Berendsohn hat seinen Job als Versicherungskaufmann bei der VGH von der Pike auf gelernt. "Ich kenne viele Bereiche, bin seit fast 25 Jahren Personalrat, davon 20 Jahre Vorsitzender", berichtet er. Der ver.di-Mann ist auch ein später Vater und hat neben zwei erwachsenen Kindern aus erster Ehe noch zwei Nachkömmlinge im Alter von viereinhalb Jahren und 16 Monaten. "Die Rolle der Partner hat sich heute verändert. Männer übernehmen mehr Aufgaben in der Familie und viele wünschen sich, am Großwerden ihrer Kinder teilhaben zu können."

Die vielzitierte Vereinbarkeit von Familie und Beruf sei heute mehr als nur Organisation der Kinderbetreuung. "Wir betrachten das Ganze überwiegend aus Unternehmenssicht und weniger aus Sicht der Betroffenen und deren Bedürfnissen", sagt Berendsohn und regt auch in ver.di einen Diskussionsprozess an. Er hat nach den Bedürfnissen seiner Familie gehandelt, sogar schon zum zweiten Mal. Beim ersten Nachkömmling habe er sich die Elternzeit genauso mit seiner Frau geteilt wie jetzt nach der Geburt von Theo. "Ich war jeweils drei Monate raus und habe es genossen", sagt er. Seine Frau habe währenddessen Vollzeit gearbeitet, dann verkürzt. "Stressfrei funktioniert das nur, wenn auch die Unterstützung der Kolleg/innen da ist. Ich konnte mich auf ein prima Team von Personalräten verlassen."

Teilzeit mit Vier-Tage-Woche

Erst seit wenigen Wochen ist er im Job zurück, in Teilzeit mit Vier-Tage-Woche. "Die Möglichkeiten hier bei der VGH sind besonders familienfreundlich, weil man die Möglichkeit hat, Urlaubs- und Weihnachtsgeld in Freizeit umzuwandeln." Der Tarifvertrag schreibt für die Umwandlung eines Monatsgehaltes 22 freie Tage vor. Unterm Strich eine Vier-Tage-Woche, die Gehaltseinbußen sind verschmerzbar.

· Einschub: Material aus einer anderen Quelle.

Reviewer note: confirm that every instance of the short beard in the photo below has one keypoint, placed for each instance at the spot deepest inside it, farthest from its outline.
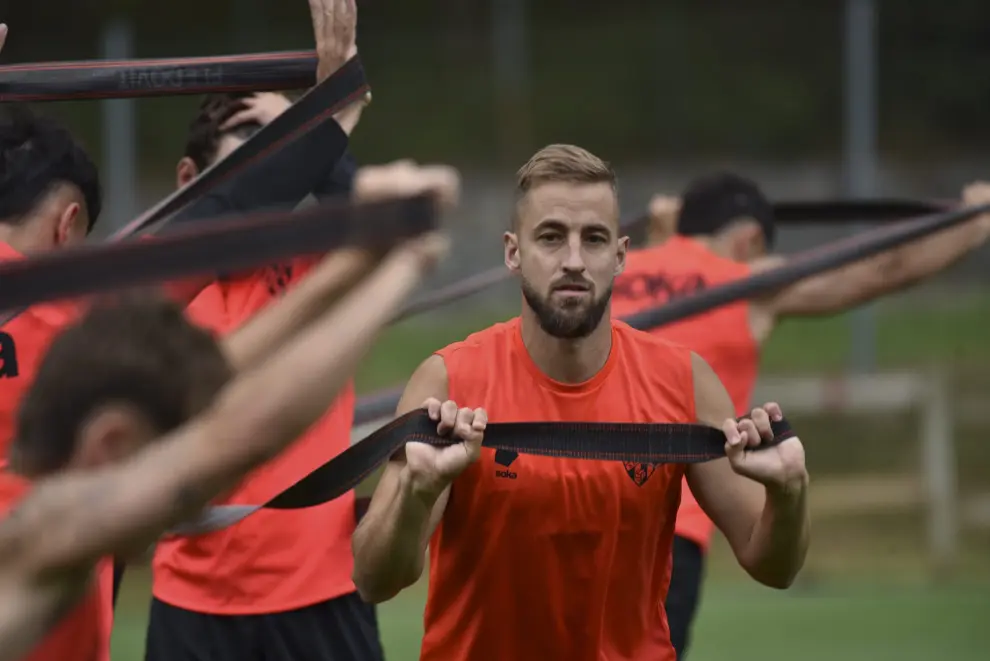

"Diese Umwandlung von Sondergehältern ist ein sehr gutes Arbeitszeitmodell, das von 2 100 Beschäftigten rund 500 Kolleg/innen nutzen - Männer und Frauen zu fast gleichen Teilen. In normaler Teilzeitarbeit arbeiten über 30 Prozent der Frauen, aber unter zwei Prozent der Männer", so Berendsohn. Und: "Die beste Grundlage für Vereinbarkeit und gleiche Verteilung bei Erwerbsarbeit wäre sicher eine 30-Stunden-Woche als Regelbeschäftigung für alle. Diese Aufgabe ist aber betrieblich nicht zu lösen."